Besonders wenn sie unabhängig voneinander ablassbar sind. 
Ist man gezwungen einen abzulassen hat man eine hältermöglichkeit. 
Auch um später ev einen Fehler nach zu justieren... Zb fehlt es in einem Teich an Futterfisch weil sich die Zander stark vermehrt haben könnte man sich da behelfen. 
Lg


----------



## Chief Brolly (24. Januar 2021)

Nun, wenn ihr euer Gelände einzäunt, im Bodenbereich mit Kaninchen-Maschendraht, haltet ihr euch auch Schadnager wie Bisam, Nutria und auch Wildschweine von eurer Anlage fern (Achtung, auf Untergrabungsschutz achten!).

Weiter ist euer Grundstück dann eingefriedet und bei illegalem Betreten und Erwischen der betreffenden Person(en) könnt ihr Anzeigen wegen Einbruch und Hausfriedensbruch erstatten...

Gegen Fischverlust von Reihern und Cormoranen helfen bei eurer Abwesenheit eben nur über die Wasseroberfläche gespannte Netze...

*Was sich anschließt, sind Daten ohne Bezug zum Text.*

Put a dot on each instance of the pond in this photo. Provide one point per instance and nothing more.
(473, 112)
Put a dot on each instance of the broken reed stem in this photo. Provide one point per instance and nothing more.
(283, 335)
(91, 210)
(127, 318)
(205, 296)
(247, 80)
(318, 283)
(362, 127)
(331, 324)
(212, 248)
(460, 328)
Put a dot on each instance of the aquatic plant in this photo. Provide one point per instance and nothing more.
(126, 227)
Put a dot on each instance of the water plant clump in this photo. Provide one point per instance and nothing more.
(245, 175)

Um in harten Wintern zu vermeiden, das die Fische im Eis einfrieren oder unter ihm ersticken, sollte euer Gewässer mehrere tiefe Stellen haben oder einheitlich, z. B.  3m Tiefe aufweisen.


----------



## Effes (24. Januar 2021)

Wie gesagt ist unser Ziel nicht, möglichst viel Fisch zu produzieren, sondern eine möglichst naturnahe Anlage zu erschaffen. Ich schätze natürlich sämtliche Hilfestellungen die wir bekommen, aber Netze darüber spannen hat mit natürlich dann doch recht wenig zu tun.
Auch wenn wir mal 1-2 Jahre nicht viel fangen, wäre das kein Beinbruch, darum geht’s bei dem Ganzen schlicht und ergreifend nicht.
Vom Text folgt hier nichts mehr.